そのような選択はアブラムには考えられませんでした。大いなる国民とす
る、と約束された神の祝福を超えるものはアブラムには考えられなかった
のです。ですからシャレムの王メルキゼデクのパンとぶどう酒は受け取る
ことはできても、有り余るソドムの財産を受け取ることはしなかったので
す。
アブラムとメルキゼデクの共通点はなんだろうと考えますと二人は徹底
して神の祝福に預かることにこだわりました。
この世の王たちは、そしてアブラムの親類のロトでさえ地上の富に目を留
め、争い奪い合いをし、戦争を企てました。少なからず命をも奪われたこ
とでしょう。しかしアブラムもメルキゼデクもそのことには関心を持たず、
むしろそのことから遠くはなれ、永遠の神の祝福を願ったのです。
私たちも月の初めに聖餐式を行います。
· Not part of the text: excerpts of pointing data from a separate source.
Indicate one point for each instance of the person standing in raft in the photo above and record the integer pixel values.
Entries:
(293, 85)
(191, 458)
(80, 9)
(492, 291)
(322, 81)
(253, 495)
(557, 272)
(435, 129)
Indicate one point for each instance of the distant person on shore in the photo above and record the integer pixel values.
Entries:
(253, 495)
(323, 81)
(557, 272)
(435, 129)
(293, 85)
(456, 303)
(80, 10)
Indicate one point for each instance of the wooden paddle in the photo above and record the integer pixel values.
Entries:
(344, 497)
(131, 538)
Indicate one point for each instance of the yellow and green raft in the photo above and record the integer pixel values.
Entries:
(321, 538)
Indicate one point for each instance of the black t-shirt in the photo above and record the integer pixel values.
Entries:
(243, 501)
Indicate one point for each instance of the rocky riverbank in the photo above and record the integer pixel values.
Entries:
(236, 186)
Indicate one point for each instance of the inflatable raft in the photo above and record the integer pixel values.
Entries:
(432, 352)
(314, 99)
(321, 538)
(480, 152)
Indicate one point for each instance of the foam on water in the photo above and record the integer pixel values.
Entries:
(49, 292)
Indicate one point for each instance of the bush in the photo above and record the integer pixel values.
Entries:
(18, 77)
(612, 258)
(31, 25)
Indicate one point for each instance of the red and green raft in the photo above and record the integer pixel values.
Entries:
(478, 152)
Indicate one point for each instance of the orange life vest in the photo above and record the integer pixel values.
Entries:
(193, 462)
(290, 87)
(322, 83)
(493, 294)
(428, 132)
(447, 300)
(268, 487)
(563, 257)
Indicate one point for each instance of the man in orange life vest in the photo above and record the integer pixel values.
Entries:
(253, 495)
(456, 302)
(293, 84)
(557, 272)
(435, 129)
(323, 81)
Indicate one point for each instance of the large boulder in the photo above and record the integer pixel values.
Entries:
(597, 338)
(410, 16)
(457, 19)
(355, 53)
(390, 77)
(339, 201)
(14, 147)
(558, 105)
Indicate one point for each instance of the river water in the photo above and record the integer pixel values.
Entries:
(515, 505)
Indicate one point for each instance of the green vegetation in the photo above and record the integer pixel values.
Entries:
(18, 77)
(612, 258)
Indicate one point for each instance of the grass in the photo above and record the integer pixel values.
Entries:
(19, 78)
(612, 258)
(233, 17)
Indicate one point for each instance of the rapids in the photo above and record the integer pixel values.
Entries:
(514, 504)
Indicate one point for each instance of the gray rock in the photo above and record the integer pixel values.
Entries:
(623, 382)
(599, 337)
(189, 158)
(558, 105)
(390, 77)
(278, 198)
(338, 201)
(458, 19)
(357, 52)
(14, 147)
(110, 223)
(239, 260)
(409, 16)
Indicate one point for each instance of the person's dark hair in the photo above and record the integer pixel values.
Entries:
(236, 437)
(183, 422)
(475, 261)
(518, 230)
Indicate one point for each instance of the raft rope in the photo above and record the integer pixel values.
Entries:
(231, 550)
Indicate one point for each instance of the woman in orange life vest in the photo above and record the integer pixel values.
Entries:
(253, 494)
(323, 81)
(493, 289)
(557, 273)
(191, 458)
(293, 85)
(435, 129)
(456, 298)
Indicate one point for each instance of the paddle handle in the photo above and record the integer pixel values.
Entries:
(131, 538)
パンとぶどう酒が配られます。こ
のパンとぶどう酒は、この世の何ものにもかえられないものとなっている
でしょうか。
結論
人生の勝利の報酬は「主の祝福」であって他の何物でもない
人間死んだら持っていくことができるものは何でしょう。お金、財産、そ
のようなものは置いてゆかなければなりません。
しかし、主を信じる者には永遠に持ってゆけるものがあります。
それが主の祝福と、祝福の形である永遠の命です。
私たちはそのことにこだわりたいと思います。パンとぶどう酒にこだわり
たいと思います。
神の祝福にこだわりたい。
主の祝福を超えるものは何一つないからです。